Douglas Gilpin, Jr. is registered to practice architecture in Virginia, West Virginia, Rhode Island, and Maryland. His architectural work has been featured in magazines, video, and tours such as Bob Vila’s ‘Restore America’, The Old House Journal, Southern Accents, Virginia Business, Charlottesville HOME, and The Garden Club of Virginia’s ‘Historic Garden Week’.
Doug recently served for 10 years a member of Block Island, Rhode Island’s, Historic District Commission which oversees the historic character of this landmark New England seaport. He continues to be a member of The Greenbrier Sporting Club Architectural Review Board at The Greenbrier Resort in West Virginia. He also served on the Capitol Square Preservation Council, which oversees the environs of Thomas Jefferson’s Virginia State Capitol (1788), and was appointed to this position by the Speaker of Virginia’s House of Delegates. Doug is Past President of the Preservation Alliance of Virginia, as well as of AIA James River and the Charlottesville-Albemarle AIA Section.
In addition to architecture, Doug’s interests include hiking with his wife and Labrador retriever, general aviation, culinary adventures, clamming, single-malt whiskeys, and Jaguars.
Where did you go to college?
1974 BS, Architectural Studies, University of Illinois, Champaign-Urbana, which included the Senior year at Unite Pedagogique d’Architecture Nr. 3 (former Ecole des Beaux-Arts in Architecture) in Versailles. 1976 M. Arch, University of Illinois, Champaign-Urbana
Would you recommend studying architecture to a young person?

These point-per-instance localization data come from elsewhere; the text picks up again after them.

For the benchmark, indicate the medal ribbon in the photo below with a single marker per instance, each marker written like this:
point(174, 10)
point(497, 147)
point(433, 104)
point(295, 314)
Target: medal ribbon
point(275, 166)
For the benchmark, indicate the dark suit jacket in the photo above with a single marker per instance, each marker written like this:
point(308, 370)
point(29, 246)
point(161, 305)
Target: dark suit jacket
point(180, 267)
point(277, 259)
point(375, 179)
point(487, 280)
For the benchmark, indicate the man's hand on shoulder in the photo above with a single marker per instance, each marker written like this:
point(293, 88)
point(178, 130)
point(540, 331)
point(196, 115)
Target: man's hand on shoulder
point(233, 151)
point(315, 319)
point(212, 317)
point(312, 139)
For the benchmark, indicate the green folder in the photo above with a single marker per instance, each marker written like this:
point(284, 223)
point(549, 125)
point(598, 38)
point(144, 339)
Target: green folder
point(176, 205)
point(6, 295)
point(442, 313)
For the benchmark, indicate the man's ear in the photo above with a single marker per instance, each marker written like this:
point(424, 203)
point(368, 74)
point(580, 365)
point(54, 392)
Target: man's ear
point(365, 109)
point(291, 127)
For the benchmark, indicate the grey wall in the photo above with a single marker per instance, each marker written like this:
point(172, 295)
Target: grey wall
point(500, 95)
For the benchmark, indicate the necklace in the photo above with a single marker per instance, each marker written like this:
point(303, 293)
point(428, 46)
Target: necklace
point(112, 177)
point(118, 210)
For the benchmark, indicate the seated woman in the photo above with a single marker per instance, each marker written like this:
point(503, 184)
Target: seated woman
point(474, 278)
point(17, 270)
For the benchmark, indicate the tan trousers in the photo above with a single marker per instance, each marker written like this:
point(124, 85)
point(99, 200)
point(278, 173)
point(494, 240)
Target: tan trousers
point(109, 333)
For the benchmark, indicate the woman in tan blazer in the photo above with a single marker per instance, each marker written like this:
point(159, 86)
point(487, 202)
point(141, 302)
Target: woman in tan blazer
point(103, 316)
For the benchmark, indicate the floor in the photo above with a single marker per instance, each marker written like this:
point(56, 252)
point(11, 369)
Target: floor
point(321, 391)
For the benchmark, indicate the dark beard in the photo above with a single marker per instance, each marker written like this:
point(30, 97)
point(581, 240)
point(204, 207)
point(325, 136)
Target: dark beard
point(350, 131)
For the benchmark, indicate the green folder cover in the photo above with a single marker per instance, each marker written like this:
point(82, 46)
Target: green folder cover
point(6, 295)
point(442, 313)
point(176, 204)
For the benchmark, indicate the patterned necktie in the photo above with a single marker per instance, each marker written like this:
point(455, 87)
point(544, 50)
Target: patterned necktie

Absolutely. It offers a diverse professional spectrum of possibilities. It’s not just the design of new cities and corporate headquarters. When I hear high school students take pride in learning CAD in school, I tell them to take courses in free-hand drawing because you can’t always design on the fly with a laptop in the middle of a field. And when I would meet with students who said they can’t draw, I tell them that many successful architects provide financial management for firms, or work for non-architectural businesses such as banking and development and governmental agencies.
What does it take to be an architect?
Humility. That’s what I was told by Milton Grigg, FAIA when I was hired in 1976. I am paraphrasing, but he said to me on my first day “Now that your school has taught you the basic essentials of design, structures, construction drawing, and contracts, we’ll teach you humility”.
Was there an architect that particularly inspired you?
Several. And a wide range. Eero Saarinen, Hector Guimard, Howard Van Doren Shaw and David Adler, John Soane, Charles Moore, Walter Macomber (first Resident Architect at Colonial Williamsburg), and the guys who made the mistake in hiring me: Milton Grigg, ‘Hank’ Browne, and Jay Dalgliesh.
What are you currently reading?
A Stephen King novel.
What’s the best meal you’ve ever had?
Probably the complete experience of food and setting at ‘Brasserie Flo’ in Paris…a remarkable ‘Belle Epoque’ restaurant.
Why do you volunteer with the AIA?
Just getting involved in the AIA encourages personal volunteer activities. My first AIA meeting was attending a James River Chapter AIA get-together at the Tredegar Works in 1977. I went in solo, not knowing a soul. All of a sudden, Bob Boynton came over and introduced himself, then took me around for me to meet most of those at the party. I’ll never forget that introduction by Bob, and that ignited my desire to help others either through the AIA, or via outside groups and organizations and local governments.